Chas Bishop
ASDC Trustee, CEO, of The National Space Centre, and Former Chair of ASDC (2015 - 2019)
Chas worked in a range of operational and marketing roles at five visitor attractions across the UK, including Madame Tussauds and Alton Towers, before joining the National Space Centre team in 1999 and becoming Chief Executive in 2001. He is a board member of the Leicester and Leicestershire Enterprise Partnership and Leicestershire Promotions Ltd and works with the space sector on its recruitment and skills development needs. He has an honorary degree (Doctor of Laws) at the University of Leicester.
Manifesto
I have enjoyed my term as ASDC chair enormously and would very much like to serve a second. Much has been achieved on behalf of the membership, including stellar programmes in partnership with the UK Space Agency, STFC and NERC amongst others, and there are exciting things to come. Will Tim Peake get another mission? Will the Inspiring Science Fund deliver a sea-change in provision for under-represented and under-served audiences? How will intelligent machines influence our lives? There are also challenges: funding, footfall and finding that balance between mission delivery and mission enablement. And don’t mention the B word.

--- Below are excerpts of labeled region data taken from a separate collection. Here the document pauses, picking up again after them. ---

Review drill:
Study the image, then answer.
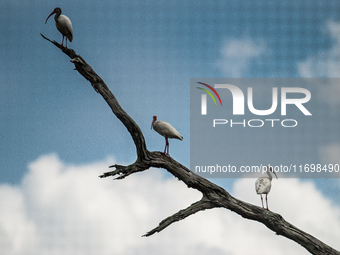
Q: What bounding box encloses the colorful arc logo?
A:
[197,82,222,106]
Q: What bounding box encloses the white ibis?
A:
[45,7,73,48]
[255,166,277,211]
[151,115,183,155]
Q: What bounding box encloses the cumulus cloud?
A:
[298,21,340,106]
[0,154,340,255]
[216,38,267,78]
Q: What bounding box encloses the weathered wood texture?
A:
[42,35,340,255]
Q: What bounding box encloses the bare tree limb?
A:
[42,35,340,255]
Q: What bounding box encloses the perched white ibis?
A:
[45,7,73,48]
[255,166,277,211]
[151,115,183,155]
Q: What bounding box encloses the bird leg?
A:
[260,194,264,208]
[266,194,269,211]
[164,137,169,155]
[164,137,169,155]
[61,35,65,47]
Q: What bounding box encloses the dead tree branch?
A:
[42,35,340,255]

I hope my enjoyment comes through in the way I chair, saying as little as necessary to tee up debate and then summarising enthusiastically for the overt benefit of the minute-taker yet looking pleadingly around the table for nods of acknowledgement that I am not entirely thick. I am indebted to colleagues for their support and hard work in representing all quarters of the membership and ensuring, not least, that the Millennium centres don’t hog the agenda.

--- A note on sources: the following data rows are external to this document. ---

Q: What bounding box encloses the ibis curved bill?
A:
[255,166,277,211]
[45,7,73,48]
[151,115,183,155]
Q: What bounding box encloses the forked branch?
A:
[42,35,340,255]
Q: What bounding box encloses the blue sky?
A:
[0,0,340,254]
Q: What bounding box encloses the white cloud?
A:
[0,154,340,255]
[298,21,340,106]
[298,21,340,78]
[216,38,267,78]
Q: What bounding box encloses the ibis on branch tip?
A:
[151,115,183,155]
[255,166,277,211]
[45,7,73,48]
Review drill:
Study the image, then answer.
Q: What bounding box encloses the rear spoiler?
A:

My proudest board meeting moment has been my question in the Large Hadron Collider. The answer was yes, once. He still has a hole in his head and the occasional epileptic fit, but remains alive and otherwise well forty years after the incident.
I remain as keen as ever to see how marginal businesses can be helped into sustainability and how the membership can inspire the next generation of scientists and engineers, whatever deck life has dealt them.
What I bring
I bring a broad experience from the private sector that has steered my enthusiasm for long term business planning as the basis for a sustainable science centre. I have enjoyed political debate at local and national level that has helped position the organisations for which I have worked in the minds of funders and policy-makers. I bring a huge amount of enjoyment for the task ahead, yet a fallibility in many aspects of life – particularly when it comes to technical matters - that allows me to say, “I’m sorry, I don’t understand”.